CARROLL: All right, the worst of the storm expected to hit us some time tomorrow morning, starting at about 4:00 a.m. Of course, we will be out here in a spot that we deem to be safe. Once again, the city feels as though they are prepared for what Irene has to bring.


PHILLIPS: And Jason, of course we're taking this in an extreme serious matter, but leave it to you to find the feistiest senior citizens in this entire scenario, and telling you that they're not going to go.

CARROLL: Yes. 92 of them, if you can believe it. And -- but there is a serious component to this. I mean, one of the seniors told me that some of them have bad backs. Some of them have medical issues. They're worried about being put on cots. They're worried about being taken an hour more than -- an hour away from their homes.
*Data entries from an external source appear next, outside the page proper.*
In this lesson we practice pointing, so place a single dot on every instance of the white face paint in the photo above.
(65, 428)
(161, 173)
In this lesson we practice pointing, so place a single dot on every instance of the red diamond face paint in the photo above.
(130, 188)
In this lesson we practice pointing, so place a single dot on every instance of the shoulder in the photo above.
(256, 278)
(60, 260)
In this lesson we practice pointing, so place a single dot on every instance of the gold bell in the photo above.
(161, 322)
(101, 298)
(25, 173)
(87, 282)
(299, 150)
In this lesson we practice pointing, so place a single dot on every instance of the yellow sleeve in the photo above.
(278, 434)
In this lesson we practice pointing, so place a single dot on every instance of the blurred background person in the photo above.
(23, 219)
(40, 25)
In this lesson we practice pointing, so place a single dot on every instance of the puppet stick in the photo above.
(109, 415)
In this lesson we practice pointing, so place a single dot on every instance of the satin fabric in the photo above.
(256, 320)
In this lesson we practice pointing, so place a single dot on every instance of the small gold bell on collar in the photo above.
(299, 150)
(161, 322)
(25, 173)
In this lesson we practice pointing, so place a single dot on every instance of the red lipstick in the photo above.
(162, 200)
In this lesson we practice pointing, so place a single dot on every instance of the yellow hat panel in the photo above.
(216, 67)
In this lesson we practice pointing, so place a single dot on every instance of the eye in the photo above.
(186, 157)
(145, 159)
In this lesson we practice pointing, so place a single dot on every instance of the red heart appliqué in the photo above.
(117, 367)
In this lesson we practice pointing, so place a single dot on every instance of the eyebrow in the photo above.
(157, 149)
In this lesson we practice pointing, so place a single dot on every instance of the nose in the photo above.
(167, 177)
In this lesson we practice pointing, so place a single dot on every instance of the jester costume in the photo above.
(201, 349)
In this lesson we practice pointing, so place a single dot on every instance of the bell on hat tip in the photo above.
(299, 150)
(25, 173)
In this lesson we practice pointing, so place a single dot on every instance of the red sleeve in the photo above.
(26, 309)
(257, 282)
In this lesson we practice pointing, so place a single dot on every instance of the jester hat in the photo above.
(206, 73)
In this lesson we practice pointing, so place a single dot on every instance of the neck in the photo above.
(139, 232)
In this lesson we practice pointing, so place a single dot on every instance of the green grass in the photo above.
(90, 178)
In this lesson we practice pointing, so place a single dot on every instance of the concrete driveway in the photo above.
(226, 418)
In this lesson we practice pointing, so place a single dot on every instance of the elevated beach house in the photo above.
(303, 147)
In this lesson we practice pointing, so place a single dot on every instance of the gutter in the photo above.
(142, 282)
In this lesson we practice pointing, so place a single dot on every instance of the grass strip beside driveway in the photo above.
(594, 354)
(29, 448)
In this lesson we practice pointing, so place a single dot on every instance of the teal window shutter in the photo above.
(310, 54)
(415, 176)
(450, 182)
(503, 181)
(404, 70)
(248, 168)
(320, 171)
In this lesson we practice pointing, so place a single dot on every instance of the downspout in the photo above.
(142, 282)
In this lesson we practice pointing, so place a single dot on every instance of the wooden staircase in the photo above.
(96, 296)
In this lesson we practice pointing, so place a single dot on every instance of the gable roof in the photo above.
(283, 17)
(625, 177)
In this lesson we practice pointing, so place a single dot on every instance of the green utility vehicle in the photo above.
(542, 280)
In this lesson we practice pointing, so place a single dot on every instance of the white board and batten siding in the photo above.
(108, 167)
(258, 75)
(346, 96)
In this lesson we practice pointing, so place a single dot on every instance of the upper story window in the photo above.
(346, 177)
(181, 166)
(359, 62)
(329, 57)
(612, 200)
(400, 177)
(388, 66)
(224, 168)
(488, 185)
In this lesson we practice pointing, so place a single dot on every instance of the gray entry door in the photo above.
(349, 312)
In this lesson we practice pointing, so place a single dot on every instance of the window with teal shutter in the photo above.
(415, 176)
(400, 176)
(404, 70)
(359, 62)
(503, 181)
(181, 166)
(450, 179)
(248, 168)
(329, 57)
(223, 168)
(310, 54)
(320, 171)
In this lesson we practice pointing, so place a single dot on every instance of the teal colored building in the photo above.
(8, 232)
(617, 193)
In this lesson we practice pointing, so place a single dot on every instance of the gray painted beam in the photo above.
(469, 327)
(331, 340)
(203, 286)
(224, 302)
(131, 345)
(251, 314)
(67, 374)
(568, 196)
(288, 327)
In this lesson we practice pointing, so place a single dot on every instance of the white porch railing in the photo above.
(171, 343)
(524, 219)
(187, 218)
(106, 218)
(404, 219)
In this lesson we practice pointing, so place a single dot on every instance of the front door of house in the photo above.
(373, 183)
I did impress upon them that the concern is for their life, for their safety, and having emergency officials having to come back and get them if it turns into a real emergency situation. But it's hard to tell a 60, you know, 70-year-old woman who has lived through just about everything what she can do and when she can do it.

Yes. Isn't that the truth?

PHILLIPS: Jason Carroll, in Atlantic City, New Jersey. Appreciate it. We'll be checking in with you, obviously, throughout the morning.

SAVIDGE: We'll take a break and be back with more after this.